The aim of the present study was to compare the oxidative capacity of the forearm flexor muscles in vivo between children and adults using 31-phosphorus magnetic resonance spectroscopy. Seven boys (11.7 +/- 0.6 y) and 10 men (35.6 +/- 7.8 year) volunteered to perform a 3 min dynamic finger flexions exercise against a standardized weight (15% of the maximal voluntary contraction). Muscle oxidative capacity was quantified on the basis of phosphocreatine (PCr) post-exercise recovery kinetics analysis. End-of-exercise pH was not significantly different between children and adults (6.6 +/- 0.2 vs. 6.5 +/- 0.2), indicating that indices of PCr recovery kinetics can be reliably compared. The rate constant of PCr recovery (kPCr) and the maximum rate of aerobic ATP production were about 2-fold higher in young boys than in men (kPCr: 1.7 +/- 1.2 vs. 0.7 +/- 0.2 min(-1); Vmax: 49.7 +/- 24.6 vs. 29.4 +/- 7.9 mmol.L(-1).min(-1), p < 0.05). Our results clearly illustrate a greater mitochondrial oxidative capacity in the forearm flexor muscles of young children. This larger ATP regeneration capacity through aerobic mechanisms in children could be one of the factors accounting for their greater resistance to fatigue during high-intensity intermittent exercise.

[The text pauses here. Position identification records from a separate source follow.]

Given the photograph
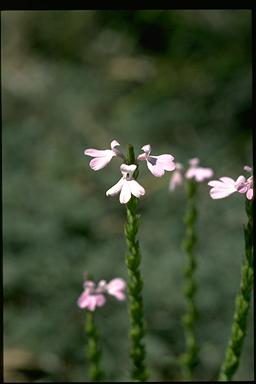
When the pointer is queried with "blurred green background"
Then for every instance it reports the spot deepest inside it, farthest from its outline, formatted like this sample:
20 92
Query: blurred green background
179 80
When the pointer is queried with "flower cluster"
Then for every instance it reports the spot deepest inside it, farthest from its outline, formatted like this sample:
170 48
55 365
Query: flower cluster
94 295
225 186
127 185
194 171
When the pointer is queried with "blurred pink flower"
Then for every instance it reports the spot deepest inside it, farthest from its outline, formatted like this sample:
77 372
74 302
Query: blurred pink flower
199 173
116 287
103 157
94 296
157 164
127 186
176 177
226 186
222 188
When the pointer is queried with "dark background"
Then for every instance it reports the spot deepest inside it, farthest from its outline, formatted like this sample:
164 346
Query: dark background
179 80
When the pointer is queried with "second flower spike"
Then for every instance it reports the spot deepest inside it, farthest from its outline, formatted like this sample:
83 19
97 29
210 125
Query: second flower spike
127 185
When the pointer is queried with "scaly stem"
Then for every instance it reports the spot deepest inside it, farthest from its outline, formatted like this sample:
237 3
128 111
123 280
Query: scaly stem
189 359
135 286
242 305
93 348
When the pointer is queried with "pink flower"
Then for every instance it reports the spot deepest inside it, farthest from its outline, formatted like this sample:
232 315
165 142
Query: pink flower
226 186
199 173
94 296
157 164
222 188
176 178
103 157
115 288
127 186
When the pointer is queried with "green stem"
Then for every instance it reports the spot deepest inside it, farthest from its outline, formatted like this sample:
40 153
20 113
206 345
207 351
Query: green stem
242 305
135 286
93 348
189 359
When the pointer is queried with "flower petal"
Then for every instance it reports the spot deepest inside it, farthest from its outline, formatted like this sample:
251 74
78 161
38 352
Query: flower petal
125 194
114 144
220 193
100 300
136 189
128 168
116 284
142 156
116 188
190 173
146 148
96 152
155 169
249 194
165 161
100 162
83 300
175 180
202 173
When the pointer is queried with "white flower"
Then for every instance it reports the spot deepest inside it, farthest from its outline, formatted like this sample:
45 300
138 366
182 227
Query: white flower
157 164
127 186
103 157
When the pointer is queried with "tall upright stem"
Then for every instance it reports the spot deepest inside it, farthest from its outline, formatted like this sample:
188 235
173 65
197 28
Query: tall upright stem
93 348
242 304
190 357
135 286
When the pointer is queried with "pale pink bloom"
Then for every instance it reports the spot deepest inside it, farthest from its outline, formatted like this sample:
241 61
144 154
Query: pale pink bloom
94 295
244 185
157 164
103 157
226 186
222 188
176 177
116 287
196 172
127 186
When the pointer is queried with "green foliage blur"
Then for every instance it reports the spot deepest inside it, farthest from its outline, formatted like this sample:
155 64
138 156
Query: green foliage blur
179 80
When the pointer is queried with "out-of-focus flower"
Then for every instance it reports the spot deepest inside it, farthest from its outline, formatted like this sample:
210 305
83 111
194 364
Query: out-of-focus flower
221 188
127 185
103 157
157 164
116 287
95 295
196 172
176 177
225 186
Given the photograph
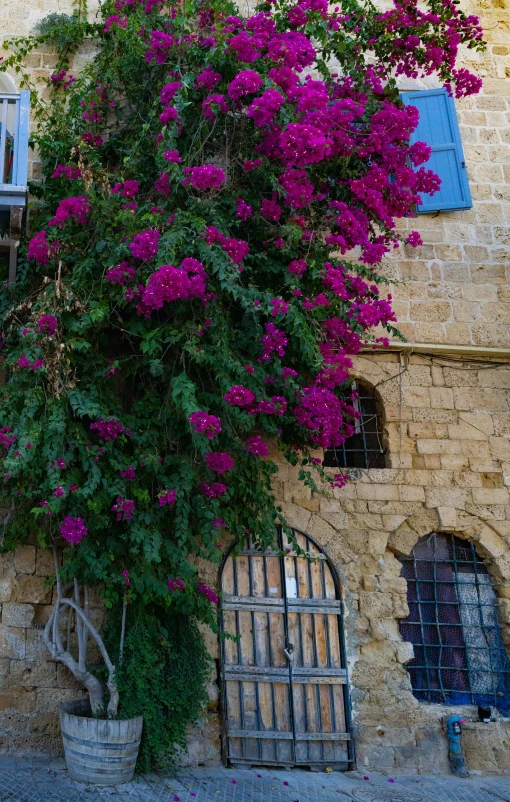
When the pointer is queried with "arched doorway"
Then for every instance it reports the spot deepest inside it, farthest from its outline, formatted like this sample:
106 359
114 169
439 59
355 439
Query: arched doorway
284 677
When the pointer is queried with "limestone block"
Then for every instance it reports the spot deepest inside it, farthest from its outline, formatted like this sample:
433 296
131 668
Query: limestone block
500 447
376 605
417 396
485 495
4 673
7 584
296 516
22 700
45 724
438 446
441 398
447 519
467 431
377 492
368 521
339 520
404 652
411 493
12 642
49 699
447 497
480 422
368 564
393 584
24 560
369 583
65 679
35 647
28 673
400 607
32 589
17 615
454 462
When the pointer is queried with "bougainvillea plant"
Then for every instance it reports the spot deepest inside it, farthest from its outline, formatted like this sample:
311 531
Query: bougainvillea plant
218 192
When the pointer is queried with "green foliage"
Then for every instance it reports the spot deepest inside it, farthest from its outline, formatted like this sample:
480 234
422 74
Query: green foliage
62 30
163 677
150 369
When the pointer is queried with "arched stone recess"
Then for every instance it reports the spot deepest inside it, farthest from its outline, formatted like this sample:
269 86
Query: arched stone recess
491 544
7 84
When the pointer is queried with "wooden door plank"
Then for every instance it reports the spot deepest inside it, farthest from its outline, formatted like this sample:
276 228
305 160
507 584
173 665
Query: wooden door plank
233 718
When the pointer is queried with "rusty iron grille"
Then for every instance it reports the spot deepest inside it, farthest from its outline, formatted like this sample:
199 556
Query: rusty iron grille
453 624
284 670
365 448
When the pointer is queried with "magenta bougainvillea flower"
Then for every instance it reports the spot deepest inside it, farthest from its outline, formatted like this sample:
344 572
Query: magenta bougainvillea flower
73 529
203 289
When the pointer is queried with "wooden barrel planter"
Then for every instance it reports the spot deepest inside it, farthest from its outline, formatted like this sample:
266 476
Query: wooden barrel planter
100 751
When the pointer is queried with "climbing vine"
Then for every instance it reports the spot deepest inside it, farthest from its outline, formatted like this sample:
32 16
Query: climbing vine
218 192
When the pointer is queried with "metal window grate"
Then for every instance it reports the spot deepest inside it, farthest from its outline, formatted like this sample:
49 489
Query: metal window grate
453 624
364 449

Effect of maturation on the relationship between muscle size and force production.

PURPOSE: Although it is well accepted that an increase in muscle size is linked to an increase in muscle force, the relationship between muscle size and maximal strength during maturation is still discussed. In the present study we aimed at determining whether maturation affects the relationship between muscle size and maximal strength, and we investigated the reasons accounting for the discrepancies among previous studies. METHODS: Maximal isometric handgrip force (Fmax) and forearm muscle size were measured in 14 prepubertal boys (11.3 +/- 0.8 yr old), 16 adolescents (13.3 +/- 1.4 yr old), and 16 men (35.4 +/- 6.4 yr old). Anatomic maximal cross-sectional area (MCSA) and muscle volume (VM) were measured using MRI, and these results were compared with muscle volume (VL) obtained from anthropometric measurements. RESULTS: Fmax was linearly correlated with VM (r2 = 0.90), VL (r2 = 0.85), and MCSA (r2 = 0.87), while VM was strongly correlated with VL (r2 = 0.90). The Fmax/VM ratio did not differ among groups, whereas Fmax/VL and Fmax/MCSA ratios were significantly higher in adults than in children and adolescents. These results demonstrated that, when compared with MRI, anthropometric measurements led to a systematic overestimation of muscle volume. In addition, this overestimation was significantly larger in children (43.1%) and adolescents (38.5%) as compared with adults (20.5%) (P < 0.05). CONCLUSION: Our results showed that the maximal isometric strength exerted by the forearm muscles in humans is proportional to their size whatever the age, and that VM is the best index of muscle size during growth. The previously reported increased ability to produce maximal strength from childhood to adulthood could be explained by systematic bias introduced by the method used to characterize muscle size instead of physiological or neural changes.